L’Orient est le pays de tous les contrastes. Au sortir du konak d’un moutessarif homme de lettres, me voilà, toujours en compagnie de l’agent consulaire, transporté, sans transition, dans un salon presque parisien. Je n’ai fait que traverser la place ; je ne vois plus ni zaptiehs, ni khodjas, ni turbans blancs ni fez rouges, ni yatagans, ni fusils Martini, et je prends du thé, assis devant deux aimables femmes, qui ont habité Paris et le connaissent mieux que moi. Mme Foggia et sa fille s’accommodent avec résignation du séjour de Chio, où M. Foggia est venu organiser une succursale de la Banque impériale ottomane ; mais elles sont ravies de parler parisien, et s’en acquittent à merveille. Je me surprends à prêter l’oreille, pour entendre monter, de la rue, le roulement des fiacres et le fracas des omnibus. En écoutant ces voix si bien timbrées, ce pur accent, un peu alangui de nonchalance levantine, j’oublie que nous sommes dans les États du Grand-Seigneur. Les Foggia ne sont point Grecs. C’est une de ces familles catholiques qui, venues avec Villehardouin et Dandolo, sont restées en Orient, après la débâcle de l’empire latin, et que l’on retrouve, agglomérées en groupes tenaces, à Péra, à Smyrne, et dans certaines îles des Cyclades, particulièrement à Naxos et à Santorin.

— Maintenant, me dit M. Spadaro, qui me tient et qui ne me lâche plus, nous allons voir le reste de la « colonie. »

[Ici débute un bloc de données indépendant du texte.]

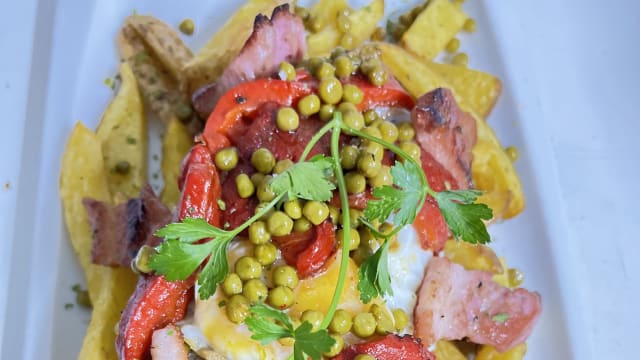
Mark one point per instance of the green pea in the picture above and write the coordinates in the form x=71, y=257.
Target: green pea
x=330, y=90
x=293, y=209
x=265, y=253
x=309, y=105
x=301, y=225
x=232, y=284
x=255, y=290
x=226, y=159
x=354, y=238
x=324, y=70
x=285, y=275
x=326, y=112
x=406, y=132
x=352, y=94
x=263, y=160
x=237, y=308
x=258, y=233
x=282, y=165
x=368, y=165
x=378, y=76
x=383, y=178
x=384, y=321
x=400, y=319
x=348, y=157
x=364, y=325
x=337, y=346
x=313, y=317
x=281, y=297
x=356, y=182
x=344, y=66
x=244, y=186
x=279, y=224
x=389, y=131
x=286, y=71
x=412, y=149
x=370, y=116
x=315, y=211
x=264, y=192
x=287, y=119
x=247, y=268
x=353, y=119
x=341, y=322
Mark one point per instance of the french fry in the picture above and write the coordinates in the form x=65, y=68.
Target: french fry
x=438, y=23
x=209, y=63
x=491, y=169
x=487, y=352
x=175, y=146
x=480, y=90
x=363, y=24
x=123, y=135
x=159, y=89
x=448, y=351
x=83, y=175
x=163, y=41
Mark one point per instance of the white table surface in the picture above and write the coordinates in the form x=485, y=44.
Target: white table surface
x=582, y=54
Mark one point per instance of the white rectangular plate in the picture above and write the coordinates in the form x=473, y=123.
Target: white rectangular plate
x=74, y=51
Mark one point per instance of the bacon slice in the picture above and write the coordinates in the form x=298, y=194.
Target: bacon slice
x=119, y=231
x=454, y=303
x=273, y=41
x=168, y=344
x=446, y=132
x=390, y=347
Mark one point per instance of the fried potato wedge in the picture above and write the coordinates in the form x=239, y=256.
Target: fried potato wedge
x=209, y=63
x=448, y=351
x=492, y=170
x=363, y=24
x=123, y=134
x=82, y=175
x=159, y=89
x=480, y=90
x=163, y=41
x=438, y=23
x=175, y=145
x=488, y=352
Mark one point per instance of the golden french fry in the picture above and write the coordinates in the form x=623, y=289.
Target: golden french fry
x=82, y=175
x=209, y=63
x=175, y=146
x=163, y=41
x=487, y=352
x=123, y=134
x=480, y=90
x=436, y=25
x=491, y=169
x=363, y=24
x=159, y=89
x=446, y=350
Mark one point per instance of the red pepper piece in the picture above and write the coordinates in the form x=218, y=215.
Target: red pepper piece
x=310, y=250
x=156, y=301
x=390, y=347
x=432, y=230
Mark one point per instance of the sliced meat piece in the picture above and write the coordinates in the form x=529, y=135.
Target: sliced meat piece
x=446, y=132
x=390, y=347
x=273, y=41
x=454, y=303
x=119, y=231
x=168, y=344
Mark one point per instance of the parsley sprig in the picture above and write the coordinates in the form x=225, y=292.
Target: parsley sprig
x=268, y=324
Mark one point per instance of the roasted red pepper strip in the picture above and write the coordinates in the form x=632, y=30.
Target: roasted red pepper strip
x=156, y=301
x=390, y=347
x=247, y=97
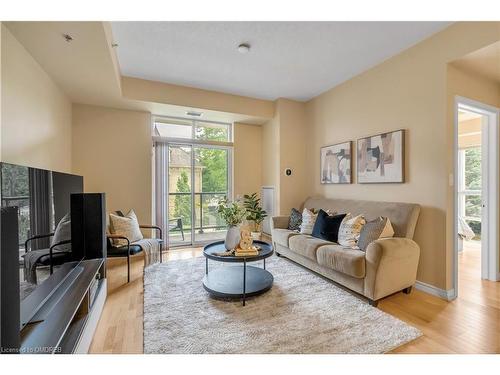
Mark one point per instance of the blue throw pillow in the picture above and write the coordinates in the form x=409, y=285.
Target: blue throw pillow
x=327, y=227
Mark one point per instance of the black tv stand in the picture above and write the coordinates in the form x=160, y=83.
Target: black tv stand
x=67, y=318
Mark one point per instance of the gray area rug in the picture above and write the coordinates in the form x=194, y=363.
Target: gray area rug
x=302, y=313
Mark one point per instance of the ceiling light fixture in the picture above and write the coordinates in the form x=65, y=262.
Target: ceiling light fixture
x=244, y=48
x=193, y=113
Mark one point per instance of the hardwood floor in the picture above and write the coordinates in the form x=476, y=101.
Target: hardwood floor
x=470, y=324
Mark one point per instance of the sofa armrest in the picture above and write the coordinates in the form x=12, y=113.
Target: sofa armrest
x=391, y=266
x=279, y=222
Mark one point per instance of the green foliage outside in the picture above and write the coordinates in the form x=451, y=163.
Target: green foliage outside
x=182, y=203
x=213, y=180
x=15, y=183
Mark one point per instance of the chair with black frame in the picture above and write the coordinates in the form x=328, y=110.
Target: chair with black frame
x=130, y=249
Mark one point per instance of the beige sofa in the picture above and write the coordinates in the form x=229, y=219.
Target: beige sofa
x=388, y=265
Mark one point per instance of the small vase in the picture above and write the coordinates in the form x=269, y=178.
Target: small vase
x=232, y=238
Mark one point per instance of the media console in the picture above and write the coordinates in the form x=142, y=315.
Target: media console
x=69, y=310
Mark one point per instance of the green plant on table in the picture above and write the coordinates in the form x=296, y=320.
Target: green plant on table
x=255, y=213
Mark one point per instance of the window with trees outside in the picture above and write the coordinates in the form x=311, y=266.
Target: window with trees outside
x=192, y=173
x=469, y=189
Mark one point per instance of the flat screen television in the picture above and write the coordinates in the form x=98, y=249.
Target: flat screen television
x=42, y=200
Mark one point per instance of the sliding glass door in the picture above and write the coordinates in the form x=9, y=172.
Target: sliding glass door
x=198, y=177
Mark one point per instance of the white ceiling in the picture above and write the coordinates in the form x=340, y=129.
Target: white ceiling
x=295, y=60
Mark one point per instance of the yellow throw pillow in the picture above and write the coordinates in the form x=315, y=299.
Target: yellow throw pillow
x=126, y=226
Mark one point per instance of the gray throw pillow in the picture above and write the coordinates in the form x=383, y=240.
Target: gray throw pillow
x=62, y=233
x=371, y=232
x=295, y=220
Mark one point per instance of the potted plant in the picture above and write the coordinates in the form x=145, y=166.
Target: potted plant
x=233, y=214
x=255, y=214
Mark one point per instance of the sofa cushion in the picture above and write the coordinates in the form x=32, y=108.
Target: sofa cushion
x=308, y=220
x=295, y=220
x=281, y=236
x=306, y=245
x=348, y=261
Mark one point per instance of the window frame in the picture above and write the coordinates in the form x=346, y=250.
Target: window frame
x=158, y=138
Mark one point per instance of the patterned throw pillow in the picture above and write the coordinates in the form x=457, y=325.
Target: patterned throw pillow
x=381, y=227
x=308, y=220
x=126, y=226
x=350, y=230
x=295, y=220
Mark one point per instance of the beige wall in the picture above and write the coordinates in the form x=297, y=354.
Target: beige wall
x=36, y=114
x=271, y=156
x=407, y=91
x=284, y=146
x=293, y=132
x=112, y=149
x=247, y=159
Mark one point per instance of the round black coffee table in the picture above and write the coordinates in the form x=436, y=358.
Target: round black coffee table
x=237, y=282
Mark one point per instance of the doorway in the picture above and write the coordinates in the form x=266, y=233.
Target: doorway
x=476, y=192
x=193, y=172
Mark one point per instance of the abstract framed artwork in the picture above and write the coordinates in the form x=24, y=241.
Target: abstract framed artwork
x=381, y=158
x=336, y=164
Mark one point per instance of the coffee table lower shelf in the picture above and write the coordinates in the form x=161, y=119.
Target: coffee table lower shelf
x=237, y=282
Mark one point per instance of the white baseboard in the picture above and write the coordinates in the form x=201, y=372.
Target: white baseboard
x=435, y=291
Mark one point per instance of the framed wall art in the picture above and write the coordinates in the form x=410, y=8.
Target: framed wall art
x=336, y=164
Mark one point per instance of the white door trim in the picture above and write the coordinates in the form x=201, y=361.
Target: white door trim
x=490, y=189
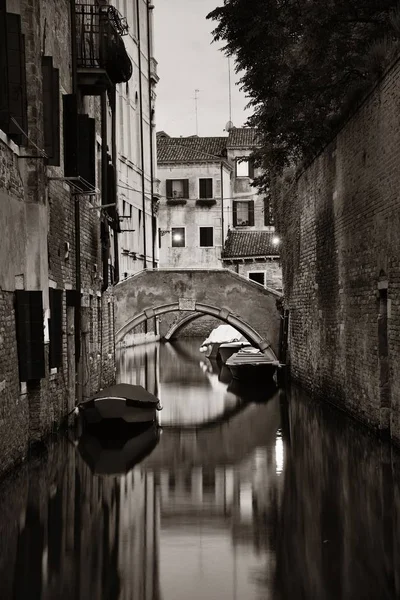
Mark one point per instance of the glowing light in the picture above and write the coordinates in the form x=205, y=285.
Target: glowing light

L’agent consulaire entend par ce mot non pas une population de colons français (car les Français, hélas ! ne voyagent guère), mais quelques maisons catholiques, dont il a, en vertu des Capitulations, la tutelle et la garde. Pauvre colonie, qui décroît de jour en jour, et que la politique italienne nous dispute avec une avidité sournoise et un sourd désir de curée. Les protégés de la République française à Chio sont au large dans leur petite église. Au temps de Paul Lucas, en 1701, « ils étaient bien huit mille catholiques. » Maintenant, ils sont à peine trois cents, me dit en soupirant l’évêque latin, Monseigneur Fidèle Abbati.